To examine the source of Moral Law and its role in shaping our society, is an ongoing task by me for my own interests. As was put forward by some of the Federalist supporters at the Founding, our Nation must accept good Moral Law and its directives for our behavior wherever it may arise. If that comes from those who created good systems prior to our understanding of the Diety who is at the root of Judeo-Christian teachings, then so be it: we are not to say how the expression of good Moral Law will arise, but must accept its value when it helps to secure our Liberty and Freedom as well as a Just society. We cannot say how such a Diety will render unto us good Moral Law, but we are to recognize it when we see it via the use of Reason. To do that requires Faith in our understandings and that Natural Law is not enough to create such security and justice, and then to apply our gift of Reason so as to fashion ourselves and our society into a better and more just form.

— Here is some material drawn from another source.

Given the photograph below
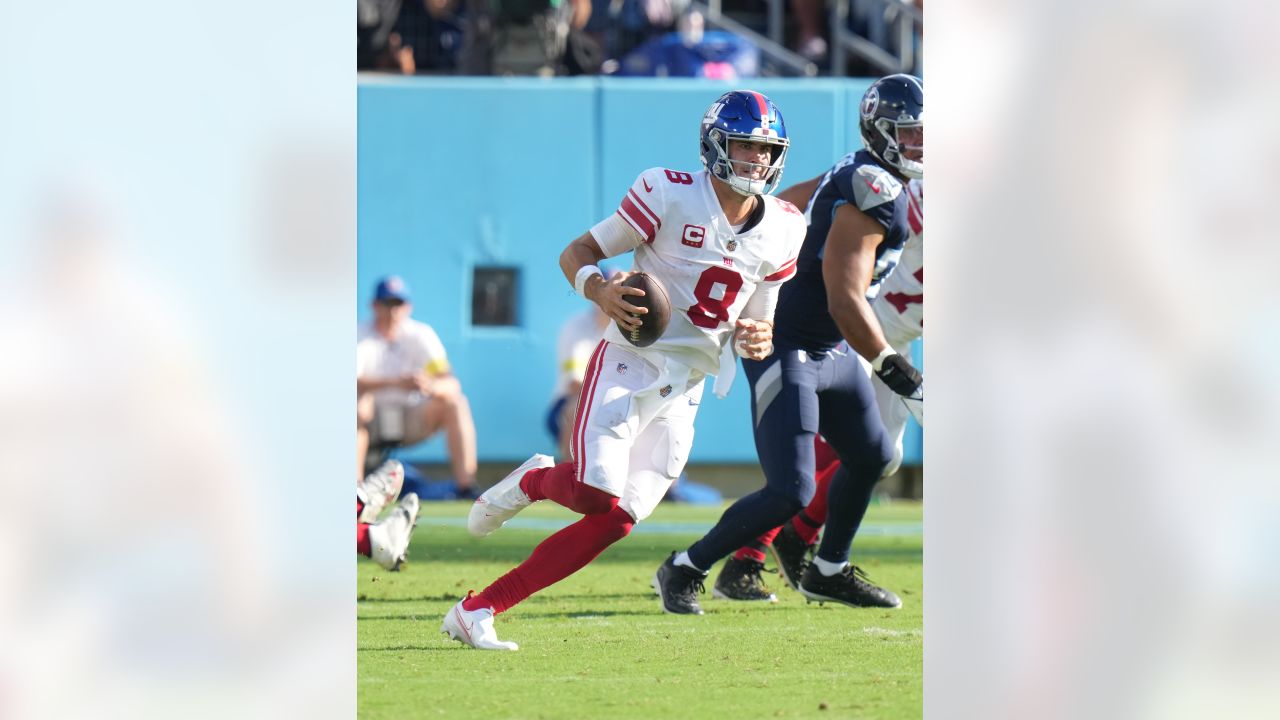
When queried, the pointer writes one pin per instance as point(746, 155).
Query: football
point(658, 302)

It is part of the Enlightenment and understanding of post-Westphalian comprehension that while Nature is created she also has a separate form of law that is different from Moral and Civil law and that we are to abide by that. When we seek to make Moral law absolute, we miss the direct application of the Diety to Nature and run afoul of her laws that are a prerequisite for us to get Moral law so as to create Civil law. Moral directives without stated punishments require us to use Reason to craft our own law to rule ourselves both as individuals and as members of society. From one direct and one indirect sources of law come our ability to synthesize them into human created law. When we cut ourselves off from either Moral or Natural law, we then cannot craft just civil law.